Нюренберг предостерегает | страница 72



Так Лей был арестован, а затем водворен в Нюрнбергскую тюрьму и включен в список главных военных преступников.

В тюрьме Лей строчил мемуары, где предостерегал американцев, что только в союзе с Германией они могут избежать поражения в войне с Советским Союзом.

Говоря о необходимости освобождения из-под стражи всех нацистских руководителей, всех нацистских генералов, он предупреждает американцев, что это надо делать в полной тайне, «...чтобы американские руки не были слишком рано видны».

Лей надеялся, что американцы по его совету спустят дело на тормозах.

Но все надежды в одночасье рухнули, когда ему вручили обвинительное заключение. Перед Леем во всей жуткой реальности представилось его будущее. Нервы его подводят, весь день он ходит по камере...

После беседы с ним тюремный психиатр Джильберт записывает в своем дневнике, что глаза подсудимого «имеют безумное выражение». Это было в ночь на 25 октября 1945 года, когда произошел последний диалог между Леем и часовым, охранявшим его камеру.

Часовой спросил, почему он не спит. Лей подходит к глазку, смотрит в лицо часовому и невнятно бормочет: «Спать? Спать? Они не дают мне спать... Миллионы чужеземных рабочих... Боже мой! Миллионы евреев... Все убиты... Как я могу спать?».

Палач понял: ему не избежать неотвратимого возмездия. Наверно, генералу СС почудилась веревочная петля.
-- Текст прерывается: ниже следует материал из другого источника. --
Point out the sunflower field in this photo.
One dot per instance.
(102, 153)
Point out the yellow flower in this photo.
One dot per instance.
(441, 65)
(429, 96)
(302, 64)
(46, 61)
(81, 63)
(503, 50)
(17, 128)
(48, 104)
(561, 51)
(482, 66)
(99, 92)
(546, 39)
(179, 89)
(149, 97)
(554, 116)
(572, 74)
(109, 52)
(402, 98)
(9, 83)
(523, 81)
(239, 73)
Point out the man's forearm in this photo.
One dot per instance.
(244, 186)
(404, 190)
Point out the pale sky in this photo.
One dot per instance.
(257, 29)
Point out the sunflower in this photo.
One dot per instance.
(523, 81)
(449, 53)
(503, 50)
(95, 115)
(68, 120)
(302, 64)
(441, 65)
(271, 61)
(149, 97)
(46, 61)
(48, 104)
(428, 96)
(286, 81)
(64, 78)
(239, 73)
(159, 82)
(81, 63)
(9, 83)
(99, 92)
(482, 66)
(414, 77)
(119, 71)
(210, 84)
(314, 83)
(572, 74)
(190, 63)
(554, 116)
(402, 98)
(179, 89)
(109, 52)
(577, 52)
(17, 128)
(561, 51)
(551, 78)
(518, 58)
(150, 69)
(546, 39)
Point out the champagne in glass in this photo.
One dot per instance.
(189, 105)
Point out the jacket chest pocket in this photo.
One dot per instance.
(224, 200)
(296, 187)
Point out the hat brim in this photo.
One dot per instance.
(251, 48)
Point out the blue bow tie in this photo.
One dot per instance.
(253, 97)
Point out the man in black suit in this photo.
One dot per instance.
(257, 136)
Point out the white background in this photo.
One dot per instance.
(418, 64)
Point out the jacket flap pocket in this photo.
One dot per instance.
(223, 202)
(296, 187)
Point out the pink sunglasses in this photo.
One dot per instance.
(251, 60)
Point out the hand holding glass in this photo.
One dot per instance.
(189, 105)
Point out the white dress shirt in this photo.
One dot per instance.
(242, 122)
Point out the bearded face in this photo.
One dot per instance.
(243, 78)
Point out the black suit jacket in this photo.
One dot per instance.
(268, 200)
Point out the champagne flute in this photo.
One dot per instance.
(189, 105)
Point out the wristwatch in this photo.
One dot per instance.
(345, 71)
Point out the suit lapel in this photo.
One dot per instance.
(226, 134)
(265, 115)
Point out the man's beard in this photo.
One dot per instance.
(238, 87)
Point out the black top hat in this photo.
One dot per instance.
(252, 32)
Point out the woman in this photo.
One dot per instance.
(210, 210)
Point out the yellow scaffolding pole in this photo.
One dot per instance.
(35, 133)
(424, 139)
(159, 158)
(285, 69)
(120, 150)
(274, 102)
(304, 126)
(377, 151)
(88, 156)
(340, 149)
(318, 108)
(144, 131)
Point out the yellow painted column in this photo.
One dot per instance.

Ему стало невыносимо страшно и он сам полез в петлю...

Часовой после обхода других камер заглянул в камеру Лея и увидел в углу на туалете согнувшуюся фигуру заключенного.

— Эй, доктор Лей! — кричит он в «глазок». Ответа нет.

Американские военные вбегают в камеру. Перед ними — жалкое зрелище: Роберт Лей висит на канализационной трубе — в петле, сделанной из кусков полотенца. В своей предсмертной записке Лей, который незадолго до этого в разговоре с Джильбертом подавленно признавался, что ему ничего не известно о преступлениях, перечисляемых в предъявленном ему обвинении, написал, что он больше не в силах выносить чувство стыда.

Если до этого один часовой полагался на четыре камеры, то после самоубийства Лея охрана была выставлена у каждой двери. Круглые сутки за всеми подсудимыми неотрывно велось наблюдение в «глазок».

Имперский руководитель «трудового фронта» не дожил до суда. Он ответил на обвинение самоубийством.

Но прежде чем повеситься Лей написал завещание. В нем он обращался к немецкому народу, к молодежи: «Я мучительно стараюсь найти причину такого падения и вот к какому выводу пришел. Мы, немцы, должны иметь силу отречься от антисемитизма. Мы должны объявить юношеству, что это было ошибкой».